Vor Ihrer Zeit bei Ferrari waren Sie für die Uno und eine NGO in Afrika unterwegs. Heute sponsert Ferrari glamouröse Events wie die Oscars, Emmys oder neu auch Formel 1. Wie geht das zusammen?

Für mich gab es nie eine Diskrepanz zwischen diesen beiden Welten. Es stimmt, als ich in Afrika auf Mission war, schlief ich manchmal zehn Tage lang unter freiem Himmel. Heute logiere ich in wunderbaren Hotels, esse in Sternerestaurants. Der Kontext ist ein anderer, aber die Werte, warum ich mich für Afrika entschieden hatte, sind nicht so weit entfernt von den Werten eines Familienunternehmens, das nach ethischen Grundsätzen arbeitet und Wertschöpfung für die Region schafft. Selbst wenn man an die Migranten denkt, die genau aus dem Teil Afrikas kommen, wo ich tätig war: Was sie wollen, ist nicht, dass ihnen jemand etwas umsonst gibt. Sie suchen Arbeit, um ein würdevolles Leben zu leben.
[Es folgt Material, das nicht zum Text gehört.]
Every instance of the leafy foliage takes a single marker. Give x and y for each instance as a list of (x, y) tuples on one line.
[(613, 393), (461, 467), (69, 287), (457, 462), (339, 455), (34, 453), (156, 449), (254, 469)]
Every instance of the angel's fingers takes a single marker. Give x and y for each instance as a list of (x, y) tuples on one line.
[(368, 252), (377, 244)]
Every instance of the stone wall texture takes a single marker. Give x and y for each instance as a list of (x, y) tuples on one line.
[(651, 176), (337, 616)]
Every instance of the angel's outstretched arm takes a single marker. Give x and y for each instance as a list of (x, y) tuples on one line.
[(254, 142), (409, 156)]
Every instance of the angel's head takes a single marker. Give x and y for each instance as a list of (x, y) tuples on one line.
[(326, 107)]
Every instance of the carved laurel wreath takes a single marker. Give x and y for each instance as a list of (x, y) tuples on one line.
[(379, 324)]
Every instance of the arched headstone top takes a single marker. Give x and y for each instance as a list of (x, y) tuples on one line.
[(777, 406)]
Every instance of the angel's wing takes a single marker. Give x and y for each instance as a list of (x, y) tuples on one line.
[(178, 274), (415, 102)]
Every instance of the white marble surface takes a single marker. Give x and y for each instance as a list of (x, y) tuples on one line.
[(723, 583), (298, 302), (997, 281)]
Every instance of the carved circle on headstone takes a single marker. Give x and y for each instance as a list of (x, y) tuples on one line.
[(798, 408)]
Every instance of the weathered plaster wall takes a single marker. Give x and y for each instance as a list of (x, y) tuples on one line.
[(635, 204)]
Sie engagieren sich auch in der Vereinigung Le Donne del Vino. Ist das noch nötig? Schliesslich wird ein Drittel der Weingüter Italiens von Frauen geführt.
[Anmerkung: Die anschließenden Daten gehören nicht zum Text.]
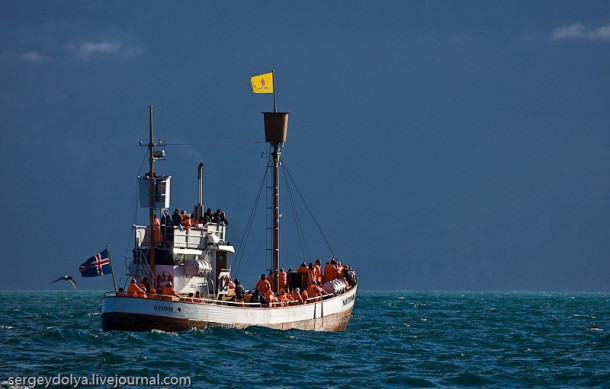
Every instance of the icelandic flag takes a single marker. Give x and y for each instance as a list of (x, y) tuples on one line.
[(97, 265)]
Nun, ein Drittel ist keine schlechte Zahl. Aber ich denke, der Anteil sollte bei 50 Prozent liegen. In meinen Augen sind Mann und Frau völlig gleichberechtigt, die Talente gleich verteilt. So sehen wir das Gott sei Dank auch in unserer Familie: Wir haben drei Kinder, und mein Mann und ich übernehmen die Verantwortung gemeinsam. Gerade habe ich ein Mentoring-Programm für junge Unternehmerinnen gestartet. Ich mag keine Quoten, aber da der Prozess so langsam läuft, müssen wir Druck machen. Sonst sitzen wir in drei Generationen noch hier und reden. Im Übrigen: Ich mag den
Verein, und es ist eine schöne Möglichkeit, sich mit ein paar sehr energievollen tollen Frauen zu vernetzen.

Sie betreiben inmitten Ihrer Rebberge das Sternerestaurant Locanda Margon. Um zu beweisen, dass Trentodoc ein ganzes Menü begleiten kann?
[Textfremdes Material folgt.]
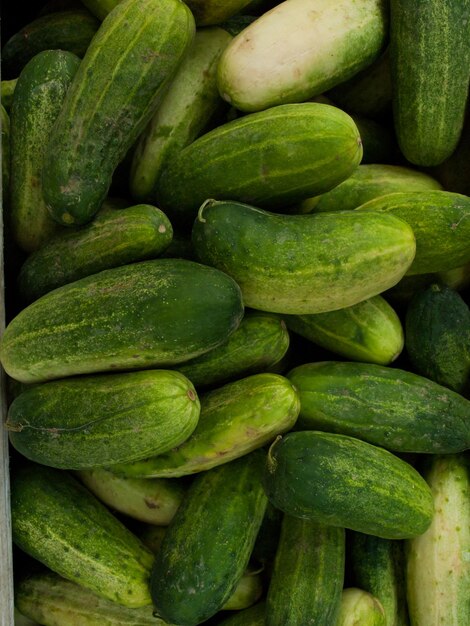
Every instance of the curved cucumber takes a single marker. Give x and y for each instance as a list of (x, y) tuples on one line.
[(113, 238), (191, 100), (369, 331), (38, 98), (60, 523), (129, 62), (138, 316), (271, 159), (235, 419), (326, 262), (341, 481), (440, 222), (386, 406), (299, 49), (308, 574)]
Manche denken, ein Spumante sei gut zum Anstossen oder zum Aperitivo, was absolut richtig ist. Aber ein Trentodoc ist viel mehr als das: ein unglaublich
vielseitiger Essensbegleiter. Zudem ist die Locanda Margon für uns ein Labor, in dem wir mit neuen Pairings experimentieren. Und für unsere Gäste hoffentlich der perfekte Abschluss ihres Weingutbesuchs.

Wozu trinken Sie Trentodoc?

Eine meiner Lieblingkombinationen mit Trentodoc ist frittiertes Essen. Das reicht von Mozzarella fritta über japanischen Tempura-Fisch bis hin zu Olive
ascolane. Sprudel ist nach Frittiertem perfekt, da die Perlen den Gaumen erfrischen und das Essen leichter machen.

Sie propagieren selbst zu Pizza Bollicine. Dabei dachten wir immer, die Italiener würden zu Pizza Bier trinken …

(Lacht) Es stimmt, Italiener trinken zu Pizza traditionell Bier. Fakt ist aber auch, dass Pizza traditionell ein Arme-Leute-Essen ist. In den letzten Jahren gab es jedoch einen regelrechten Boom für Gourmet-Pizza mit erstklassigen Zutaten. Da darf es auch im Glas etwas exklusiver sein… ●
article image
Camilla Lunelli leitet als Communication Director zusammen mit ihrem Bruder Alessandro und ihren Cousins Matteo und Marcello die Geschäfte von Ferrari. Firmengründer Giulio Ferrari hatte selber keine Kinder und legte sein Lebenswerk darum 1952 in die Hände des Trentiner Weinhändlers Bruno Lunelli, dem Grossvater von Camilla. Trentodoc wird nach «metodo classico» hergestellt, also mit zweiter Gärung in der Flasche. Von den zehn Millionen Flaschen Spumante, die in der Appellation Trentodoc pro Jahr produziert werden, keltert Ferrari etwa 60 Prozent.